General relativistic effects in quantum interference of photons

TL;DR

This paper proposes a quantum interference experiment with single photons in curved space-time to test the interplay between quantum mechanics and general relativity, predicting observable effects on interference visibility due to gravitational time dilation.

Contribution

It introduces a novel experimental setup to probe quantum effects in curved space-time, bridging a gap between quantum mechanics and general relativity testing.

Findings

Interference visibility drops when gravitational time dilation exceeds photon coherence time

Shorter time dilations cause only phase shifts, not visibility loss

Feasibility analysis suggests potential for experimental realization

Abstract

Quantum mechanics and general relativity have been extensively and independently confirmed in many experiments. However, the interplay of the two theories has never been tested: all experiments that measured the influence of gravity on quantum systems are consistent with non-relativistic, Newtonian gravity. On the other hand, all tests of general relativity can be described within the framework of classical physics. Here we discuss a quantum interference experiment with single photons that can probe quantum mechanics in curved space-time.
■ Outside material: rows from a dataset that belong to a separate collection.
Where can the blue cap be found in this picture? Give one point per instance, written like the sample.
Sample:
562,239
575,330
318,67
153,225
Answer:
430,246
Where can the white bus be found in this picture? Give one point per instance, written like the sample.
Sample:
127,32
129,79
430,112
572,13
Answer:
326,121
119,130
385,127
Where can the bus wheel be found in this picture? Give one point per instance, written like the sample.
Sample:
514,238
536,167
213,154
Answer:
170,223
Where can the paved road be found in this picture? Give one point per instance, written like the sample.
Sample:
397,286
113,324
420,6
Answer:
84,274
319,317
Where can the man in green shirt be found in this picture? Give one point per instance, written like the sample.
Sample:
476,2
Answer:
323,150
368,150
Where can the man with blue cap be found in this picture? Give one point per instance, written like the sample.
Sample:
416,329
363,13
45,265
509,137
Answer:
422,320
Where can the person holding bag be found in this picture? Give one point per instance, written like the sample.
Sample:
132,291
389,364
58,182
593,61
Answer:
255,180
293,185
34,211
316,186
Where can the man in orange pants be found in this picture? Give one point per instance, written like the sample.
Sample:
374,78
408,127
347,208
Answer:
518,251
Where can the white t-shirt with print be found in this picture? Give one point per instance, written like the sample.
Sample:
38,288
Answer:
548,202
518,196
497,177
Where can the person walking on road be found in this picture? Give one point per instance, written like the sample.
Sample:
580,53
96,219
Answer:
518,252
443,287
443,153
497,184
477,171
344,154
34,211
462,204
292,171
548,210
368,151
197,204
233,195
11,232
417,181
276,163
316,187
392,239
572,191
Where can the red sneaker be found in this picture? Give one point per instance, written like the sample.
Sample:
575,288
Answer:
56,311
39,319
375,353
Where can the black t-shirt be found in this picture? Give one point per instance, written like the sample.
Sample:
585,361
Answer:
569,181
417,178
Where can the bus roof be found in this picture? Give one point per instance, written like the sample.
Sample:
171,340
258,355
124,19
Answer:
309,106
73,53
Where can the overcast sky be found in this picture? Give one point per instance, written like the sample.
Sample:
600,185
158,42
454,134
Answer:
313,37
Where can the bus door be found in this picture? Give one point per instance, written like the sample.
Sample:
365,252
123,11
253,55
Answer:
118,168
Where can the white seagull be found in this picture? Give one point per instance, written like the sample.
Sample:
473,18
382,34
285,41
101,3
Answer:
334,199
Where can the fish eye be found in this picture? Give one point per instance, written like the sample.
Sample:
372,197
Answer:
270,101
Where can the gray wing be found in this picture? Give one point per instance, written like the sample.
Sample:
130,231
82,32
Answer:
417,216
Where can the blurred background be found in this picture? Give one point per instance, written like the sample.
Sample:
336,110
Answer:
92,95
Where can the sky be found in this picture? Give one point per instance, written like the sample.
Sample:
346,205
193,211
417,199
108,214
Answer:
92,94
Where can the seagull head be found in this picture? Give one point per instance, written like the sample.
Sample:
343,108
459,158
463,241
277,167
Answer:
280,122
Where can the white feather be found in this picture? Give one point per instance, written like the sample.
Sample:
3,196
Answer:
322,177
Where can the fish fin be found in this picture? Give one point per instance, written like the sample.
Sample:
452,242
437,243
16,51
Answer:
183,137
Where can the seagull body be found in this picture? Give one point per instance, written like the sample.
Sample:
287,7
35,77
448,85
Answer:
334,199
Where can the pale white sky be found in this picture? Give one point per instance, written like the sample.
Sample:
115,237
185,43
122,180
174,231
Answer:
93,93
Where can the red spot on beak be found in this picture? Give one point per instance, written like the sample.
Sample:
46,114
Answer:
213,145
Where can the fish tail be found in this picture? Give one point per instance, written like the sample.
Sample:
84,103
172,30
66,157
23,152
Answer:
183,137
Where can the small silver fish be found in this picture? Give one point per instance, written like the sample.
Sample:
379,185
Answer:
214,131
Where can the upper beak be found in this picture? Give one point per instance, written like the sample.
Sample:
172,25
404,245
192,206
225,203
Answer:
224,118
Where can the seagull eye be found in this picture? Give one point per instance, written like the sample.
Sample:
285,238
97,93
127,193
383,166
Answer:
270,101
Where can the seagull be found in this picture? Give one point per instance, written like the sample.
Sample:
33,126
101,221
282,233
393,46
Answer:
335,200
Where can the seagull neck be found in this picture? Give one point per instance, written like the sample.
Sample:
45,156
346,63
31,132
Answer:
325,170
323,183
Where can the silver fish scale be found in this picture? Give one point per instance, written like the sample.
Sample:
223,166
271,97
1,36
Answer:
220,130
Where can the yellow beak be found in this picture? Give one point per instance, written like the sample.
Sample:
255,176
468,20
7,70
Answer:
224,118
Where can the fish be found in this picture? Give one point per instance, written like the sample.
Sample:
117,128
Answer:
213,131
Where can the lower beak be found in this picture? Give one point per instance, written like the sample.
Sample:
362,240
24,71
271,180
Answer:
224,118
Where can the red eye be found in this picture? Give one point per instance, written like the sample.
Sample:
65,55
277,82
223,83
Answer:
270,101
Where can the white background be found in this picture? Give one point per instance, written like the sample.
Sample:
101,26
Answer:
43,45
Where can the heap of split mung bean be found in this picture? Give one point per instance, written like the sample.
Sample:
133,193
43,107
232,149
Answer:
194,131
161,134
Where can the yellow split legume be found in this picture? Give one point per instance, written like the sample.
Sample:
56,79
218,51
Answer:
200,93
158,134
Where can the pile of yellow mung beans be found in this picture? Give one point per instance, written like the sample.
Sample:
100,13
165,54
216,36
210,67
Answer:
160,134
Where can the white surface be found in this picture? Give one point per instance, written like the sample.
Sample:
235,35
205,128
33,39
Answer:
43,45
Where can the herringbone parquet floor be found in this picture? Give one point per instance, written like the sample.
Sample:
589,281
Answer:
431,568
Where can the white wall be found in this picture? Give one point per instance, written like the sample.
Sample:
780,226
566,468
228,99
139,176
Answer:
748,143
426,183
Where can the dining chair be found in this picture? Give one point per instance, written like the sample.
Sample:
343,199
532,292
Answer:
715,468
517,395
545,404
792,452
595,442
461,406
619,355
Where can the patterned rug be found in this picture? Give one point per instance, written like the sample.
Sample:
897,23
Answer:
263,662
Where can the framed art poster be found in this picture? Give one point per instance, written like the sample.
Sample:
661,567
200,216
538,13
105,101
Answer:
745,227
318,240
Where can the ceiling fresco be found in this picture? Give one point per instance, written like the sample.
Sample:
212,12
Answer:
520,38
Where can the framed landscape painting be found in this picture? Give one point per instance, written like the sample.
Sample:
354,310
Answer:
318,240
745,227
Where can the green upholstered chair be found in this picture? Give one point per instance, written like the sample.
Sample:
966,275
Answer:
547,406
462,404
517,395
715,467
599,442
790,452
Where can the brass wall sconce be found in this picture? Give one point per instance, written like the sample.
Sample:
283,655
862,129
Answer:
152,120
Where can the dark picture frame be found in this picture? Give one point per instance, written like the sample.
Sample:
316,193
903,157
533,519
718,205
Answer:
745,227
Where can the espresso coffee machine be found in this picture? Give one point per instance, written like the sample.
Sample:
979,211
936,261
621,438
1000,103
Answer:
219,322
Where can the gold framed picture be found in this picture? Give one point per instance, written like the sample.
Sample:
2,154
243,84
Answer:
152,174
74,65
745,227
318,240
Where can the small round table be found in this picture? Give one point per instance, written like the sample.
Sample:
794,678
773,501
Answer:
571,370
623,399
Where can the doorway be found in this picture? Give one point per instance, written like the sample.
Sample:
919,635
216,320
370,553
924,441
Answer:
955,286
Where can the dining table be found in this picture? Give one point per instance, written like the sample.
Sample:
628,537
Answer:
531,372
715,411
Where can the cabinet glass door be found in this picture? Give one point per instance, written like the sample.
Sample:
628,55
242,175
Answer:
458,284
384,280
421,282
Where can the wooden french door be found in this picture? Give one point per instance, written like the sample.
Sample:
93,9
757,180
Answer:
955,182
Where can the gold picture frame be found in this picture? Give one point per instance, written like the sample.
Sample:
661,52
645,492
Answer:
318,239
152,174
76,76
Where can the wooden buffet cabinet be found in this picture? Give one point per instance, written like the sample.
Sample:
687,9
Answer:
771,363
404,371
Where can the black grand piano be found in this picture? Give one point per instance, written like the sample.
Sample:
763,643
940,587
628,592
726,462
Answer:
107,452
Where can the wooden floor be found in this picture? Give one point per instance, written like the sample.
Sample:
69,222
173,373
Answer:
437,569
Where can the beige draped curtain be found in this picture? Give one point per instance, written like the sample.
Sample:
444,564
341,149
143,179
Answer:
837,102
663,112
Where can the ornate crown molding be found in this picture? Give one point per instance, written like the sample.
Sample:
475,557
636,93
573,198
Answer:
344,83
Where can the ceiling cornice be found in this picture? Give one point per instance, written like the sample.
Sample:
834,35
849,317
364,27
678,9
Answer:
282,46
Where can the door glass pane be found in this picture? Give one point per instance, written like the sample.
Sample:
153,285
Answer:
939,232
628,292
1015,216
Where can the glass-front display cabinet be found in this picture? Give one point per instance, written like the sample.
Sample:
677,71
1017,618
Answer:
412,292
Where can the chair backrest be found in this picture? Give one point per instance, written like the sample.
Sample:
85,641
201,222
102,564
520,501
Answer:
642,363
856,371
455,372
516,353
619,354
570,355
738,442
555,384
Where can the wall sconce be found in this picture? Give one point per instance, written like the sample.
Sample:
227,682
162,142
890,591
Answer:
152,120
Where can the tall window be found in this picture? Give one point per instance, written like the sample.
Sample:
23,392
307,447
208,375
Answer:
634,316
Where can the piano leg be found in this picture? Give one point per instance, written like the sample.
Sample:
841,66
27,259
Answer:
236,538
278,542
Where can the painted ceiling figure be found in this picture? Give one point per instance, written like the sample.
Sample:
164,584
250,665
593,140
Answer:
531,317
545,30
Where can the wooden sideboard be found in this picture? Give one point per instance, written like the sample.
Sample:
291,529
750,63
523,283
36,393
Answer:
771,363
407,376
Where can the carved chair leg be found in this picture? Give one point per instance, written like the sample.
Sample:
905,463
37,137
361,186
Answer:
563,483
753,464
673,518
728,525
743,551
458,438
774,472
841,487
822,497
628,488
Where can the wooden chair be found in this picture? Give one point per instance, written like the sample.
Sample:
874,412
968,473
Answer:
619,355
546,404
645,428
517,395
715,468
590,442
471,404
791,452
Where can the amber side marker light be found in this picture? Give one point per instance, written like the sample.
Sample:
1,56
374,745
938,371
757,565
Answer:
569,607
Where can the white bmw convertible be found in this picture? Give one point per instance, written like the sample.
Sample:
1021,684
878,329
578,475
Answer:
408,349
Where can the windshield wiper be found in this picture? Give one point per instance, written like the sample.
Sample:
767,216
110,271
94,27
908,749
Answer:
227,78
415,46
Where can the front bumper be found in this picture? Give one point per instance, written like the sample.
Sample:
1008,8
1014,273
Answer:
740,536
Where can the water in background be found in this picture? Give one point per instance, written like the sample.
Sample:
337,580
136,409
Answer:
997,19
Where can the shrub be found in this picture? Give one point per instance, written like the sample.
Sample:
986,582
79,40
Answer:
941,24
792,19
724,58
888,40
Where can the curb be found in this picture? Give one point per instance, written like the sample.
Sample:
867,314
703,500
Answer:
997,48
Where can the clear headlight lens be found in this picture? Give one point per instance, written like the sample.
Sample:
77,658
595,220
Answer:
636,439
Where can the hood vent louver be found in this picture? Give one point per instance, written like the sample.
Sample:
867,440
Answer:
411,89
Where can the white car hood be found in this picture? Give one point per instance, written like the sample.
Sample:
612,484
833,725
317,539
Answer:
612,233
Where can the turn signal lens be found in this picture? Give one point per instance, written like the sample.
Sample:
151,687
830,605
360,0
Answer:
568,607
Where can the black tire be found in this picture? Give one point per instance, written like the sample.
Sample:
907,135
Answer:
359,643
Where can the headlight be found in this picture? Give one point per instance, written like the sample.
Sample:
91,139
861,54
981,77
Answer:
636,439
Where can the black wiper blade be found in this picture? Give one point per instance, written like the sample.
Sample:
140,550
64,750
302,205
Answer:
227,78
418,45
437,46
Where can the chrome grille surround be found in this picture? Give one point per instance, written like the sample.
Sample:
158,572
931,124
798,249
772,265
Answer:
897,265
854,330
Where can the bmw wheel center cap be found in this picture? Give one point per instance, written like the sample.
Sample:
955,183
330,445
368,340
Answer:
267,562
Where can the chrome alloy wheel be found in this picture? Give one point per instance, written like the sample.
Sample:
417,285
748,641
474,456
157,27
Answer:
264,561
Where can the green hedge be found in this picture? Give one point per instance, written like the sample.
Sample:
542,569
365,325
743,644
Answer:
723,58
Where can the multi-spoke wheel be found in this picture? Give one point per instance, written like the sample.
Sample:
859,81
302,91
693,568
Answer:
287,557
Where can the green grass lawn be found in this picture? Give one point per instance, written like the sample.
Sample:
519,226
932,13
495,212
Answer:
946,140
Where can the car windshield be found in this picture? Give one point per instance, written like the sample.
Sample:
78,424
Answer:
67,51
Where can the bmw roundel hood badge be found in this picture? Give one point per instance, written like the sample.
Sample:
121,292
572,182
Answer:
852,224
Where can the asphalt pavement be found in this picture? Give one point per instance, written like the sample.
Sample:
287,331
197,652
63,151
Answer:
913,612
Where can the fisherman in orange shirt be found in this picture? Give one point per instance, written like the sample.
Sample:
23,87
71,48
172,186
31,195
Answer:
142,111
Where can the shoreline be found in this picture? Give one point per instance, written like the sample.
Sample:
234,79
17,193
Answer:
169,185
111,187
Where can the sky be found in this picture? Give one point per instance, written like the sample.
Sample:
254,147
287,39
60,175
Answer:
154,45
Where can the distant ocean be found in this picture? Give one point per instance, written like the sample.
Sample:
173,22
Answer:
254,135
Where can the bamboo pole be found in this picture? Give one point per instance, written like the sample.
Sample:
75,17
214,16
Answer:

We consider a single photon travelling in superposition along two paths in an interferometer, with each arm experiencing a different gravitational time dilation. If the difference in the time dilations is comparable with the photon's coherence time, the visibility of the quantum interference is predicted to drop, while for shorter time dilations the effect of gravity will result only in a relative phase shift between the two arms. We discuss what aspects of the interplay between quantum mechanics and general relativity are probed in such experiments and analyze the experimental feasibility.